Multiple companies in same database - database

I'm working on a system which for every "company" has their own "users" and their own "bills". That scenario is better in performance and management? Handle all companies in the same database and link everything to an idempresa, or database for each client?

This is called multi tenancy architecture and each customer is a tenant. There are various strategies to deal with it and each one might bring potential problems.
Having a separate database for each tenant is an option that provides data separation and do not require you to add a column to identify each tenant in your tables and queries, but also has the downside to keep multiple databases up to date.
Having a column in each table of a single database to identify your tenants is also a good strategy, but then it brings problems when scaling and managing different features for different customer for example.
You need to study all available strategies and decides which one is best based on your requirements and pain points.

Putting a tenant data in a separate Database is a straight forward approach and less painful option but then in a long run, when your product gets wildly successful, maintaining this database will become a nightmare.
On the Other hand keeping all the Tenants data in a single database could also make your application non scalable and less performable. The better approach would be the combination of both, the decision of making the choice between these two is completely based on the type, usage and size of the customer.
In certain cases, you may need to provision a separate database for a particular module or feature of your application may be for security or to isolate the specific data alone. I have written an article on these lines; kindly have a look at http://blog.techcello.com/2012/07/database-sharding-scaling-data-in-a-multi-tenant-environment/

I think the scaling problem of multi-tenant in a single database can be overcome by proper planning up-front. Plan to make it easy to migrate a tenant and their data to another database anything they become big enough to justify it.
If you can automate this migration, based on tenant ID, in each table then it should be easy and safe. I'd just make sure I tested it often as development of new features are going on.
You can mitigate the risks of multi-tenant on one database. You can't really do much when there are multiple databases.
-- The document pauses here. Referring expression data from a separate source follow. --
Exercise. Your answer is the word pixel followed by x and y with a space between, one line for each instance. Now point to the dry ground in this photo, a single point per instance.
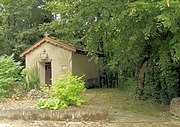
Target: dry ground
pixel 124 110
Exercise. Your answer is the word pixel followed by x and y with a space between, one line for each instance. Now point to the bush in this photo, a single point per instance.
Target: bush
pixel 66 92
pixel 8 74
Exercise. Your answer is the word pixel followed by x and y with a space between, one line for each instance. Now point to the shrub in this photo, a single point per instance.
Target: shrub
pixel 8 74
pixel 66 91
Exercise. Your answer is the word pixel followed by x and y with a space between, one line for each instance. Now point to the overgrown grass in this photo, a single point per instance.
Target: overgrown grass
pixel 123 100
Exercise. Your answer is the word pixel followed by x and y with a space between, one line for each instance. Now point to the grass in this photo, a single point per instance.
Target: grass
pixel 123 100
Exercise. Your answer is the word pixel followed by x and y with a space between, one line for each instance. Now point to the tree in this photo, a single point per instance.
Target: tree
pixel 135 37
pixel 19 24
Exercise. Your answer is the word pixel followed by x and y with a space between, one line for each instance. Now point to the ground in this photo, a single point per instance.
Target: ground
pixel 124 110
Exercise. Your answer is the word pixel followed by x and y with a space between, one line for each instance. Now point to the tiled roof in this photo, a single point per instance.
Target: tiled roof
pixel 53 42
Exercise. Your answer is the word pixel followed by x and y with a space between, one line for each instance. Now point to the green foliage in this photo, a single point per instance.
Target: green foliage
pixel 19 22
pixel 66 91
pixel 128 34
pixel 30 79
pixel 8 74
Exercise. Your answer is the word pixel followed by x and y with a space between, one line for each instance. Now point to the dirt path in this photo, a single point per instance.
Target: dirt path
pixel 116 118
pixel 20 123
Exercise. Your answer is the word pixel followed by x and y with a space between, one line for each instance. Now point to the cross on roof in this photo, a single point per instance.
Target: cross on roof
pixel 46 34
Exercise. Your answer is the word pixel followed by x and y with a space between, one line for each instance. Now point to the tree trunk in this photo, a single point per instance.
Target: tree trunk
pixel 141 76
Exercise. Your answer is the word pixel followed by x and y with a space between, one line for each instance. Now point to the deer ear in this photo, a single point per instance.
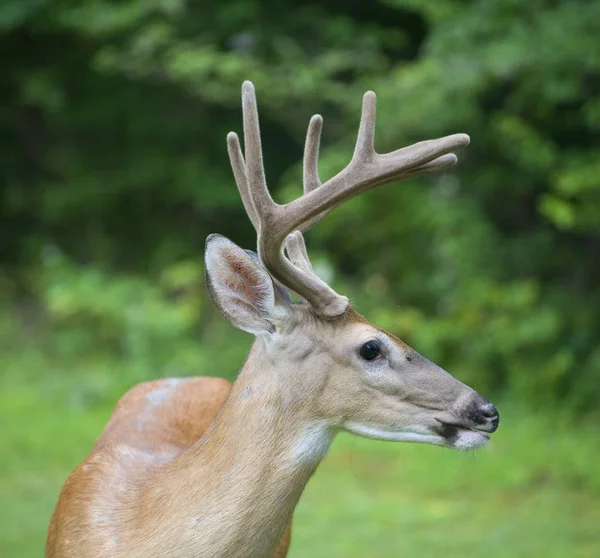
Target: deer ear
pixel 241 288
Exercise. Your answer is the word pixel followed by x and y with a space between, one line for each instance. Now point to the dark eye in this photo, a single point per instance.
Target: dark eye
pixel 370 350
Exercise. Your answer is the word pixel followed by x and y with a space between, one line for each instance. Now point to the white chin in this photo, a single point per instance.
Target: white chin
pixel 466 439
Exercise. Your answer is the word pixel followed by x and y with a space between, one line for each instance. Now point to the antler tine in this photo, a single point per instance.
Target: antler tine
pixel 368 169
pixel 238 166
pixel 365 140
pixel 255 172
pixel 310 169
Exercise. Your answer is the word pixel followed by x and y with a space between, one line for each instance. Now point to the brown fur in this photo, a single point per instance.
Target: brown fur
pixel 162 434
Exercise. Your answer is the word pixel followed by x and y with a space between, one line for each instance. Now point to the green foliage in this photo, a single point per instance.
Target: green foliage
pixel 112 147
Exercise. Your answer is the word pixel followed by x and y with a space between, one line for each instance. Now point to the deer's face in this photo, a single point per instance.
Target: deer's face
pixel 345 372
pixel 364 380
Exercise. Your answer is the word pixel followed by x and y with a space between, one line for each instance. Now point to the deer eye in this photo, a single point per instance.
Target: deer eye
pixel 370 350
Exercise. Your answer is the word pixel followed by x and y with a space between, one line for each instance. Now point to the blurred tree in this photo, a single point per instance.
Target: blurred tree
pixel 113 121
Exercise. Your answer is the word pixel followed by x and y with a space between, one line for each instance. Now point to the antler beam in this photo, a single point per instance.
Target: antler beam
pixel 367 169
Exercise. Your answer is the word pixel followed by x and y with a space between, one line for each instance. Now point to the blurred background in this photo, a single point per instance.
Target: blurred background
pixel 113 116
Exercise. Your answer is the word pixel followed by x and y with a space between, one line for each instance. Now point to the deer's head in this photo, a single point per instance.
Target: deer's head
pixel 338 368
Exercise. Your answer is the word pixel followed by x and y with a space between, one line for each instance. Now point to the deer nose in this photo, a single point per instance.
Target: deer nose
pixel 488 414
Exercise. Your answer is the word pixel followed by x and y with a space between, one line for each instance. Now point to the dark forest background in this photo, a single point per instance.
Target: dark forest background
pixel 114 169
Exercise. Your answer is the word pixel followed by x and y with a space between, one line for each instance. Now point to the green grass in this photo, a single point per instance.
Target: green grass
pixel 534 492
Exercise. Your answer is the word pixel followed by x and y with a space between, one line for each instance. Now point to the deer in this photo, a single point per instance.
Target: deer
pixel 200 467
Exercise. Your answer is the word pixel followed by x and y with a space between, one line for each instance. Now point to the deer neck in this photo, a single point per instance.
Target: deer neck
pixel 234 491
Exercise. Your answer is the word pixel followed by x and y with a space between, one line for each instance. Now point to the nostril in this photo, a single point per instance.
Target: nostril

You can only be diligent and disciplined to make sure all the databases stay in sync.
Good luck!!!

This is an old thread, but it's worth mentioning this for others with this question who may come across this post in the future.
I've had great success on projects in the past by using PostgreSQL and putting the global tables in the "public" schema (like users, groups, etc.) and the same set of tables for each tenant in their own separate schemas.
For example:
For every tenant that's added to the system, a new schema is created with a standard set of tables for the application:
CREATE SCHEMA tenant1;
CREATE TABLE tenant1.products (...);
CREATE TABLE tenant1.orders (...);
etc.
Each tenant's schema would have its own isolated section within the database with the same set of tables that every other tenant has but filled with their own data.
In the default "public" schema you'd have global "users" and "tenants" tables (along with tables for things like groups and access control lists). Every user belongs only to a single tenant. Upon login, the tenant for that user is looked up and from that point forward any time you connect to the database you set it to use that tenant's schema:
SET search_path TO tenant1, public;
Once the schema search_path is set, all your SQL queries can be written as if you're working with a single database with tables named "products", "orders", and so forth (along with the tables in the "public" schema). So you can just use something like "SELECT * FROM products" and it would get the products belonging to this user's tenant.

Related

CakePhp Multiple tenants - single DB versus multiple DBs

We are working on an application in CakePHP that will be used by multiple companies. We want to ensure performance, scalability, code manageability and security for our application.
Our current beta version creates a new database for each customer. When a new company joins the site we run a SQL script to create a blank database.
This has the following advantages:
- Better security (companies users are separated from each other)
- We can set the database via the subdomain (IE: monkey.site.com, uses the site_monkey database)
- Single code base.
- Performance for SQL queries is generally quite good as data is split across smaller databases.
Now unfortunately this has many disadvantages
- Manageability: changes to database have to happen across all existing databases
- The SQL script method of creation is clunky and not as reliable as we would like
- We want to allow users to login from the home page (EG. www.site.com) but we cant currently do this as the subdomain determines what database to use.
- We would like a central place to keep metrics/customer usage.
So we are torn/undecided as to what is the best solution to our database structure for our application.
Currently we see three options:
- Keep multiple database design
- Merge all companies into one DB and identify each by a 'companyId'
- Some kind of split model, where certain tables are in a 'core database' and others are in a customer specific database.
Can you guys offer some of your precious advise on how you think we should best do this?
Any feedback / info would be greatly appreciated.
Many thanks,
kSeudo
Just my suggestion:
I think better you keep the customer related data in different databases and authentication related data in a common database So when a user logs in you should have an entry with domain that user belongs to and redirect to that domain and access the corresponding database and data.
Again your concern of changes to the database, You need to implement the changes in each databases separately. I think there is some advantages to this also. Some customers may ask for few changes according to their process. So this can be easily managed if you are keeping separate databases for different customers.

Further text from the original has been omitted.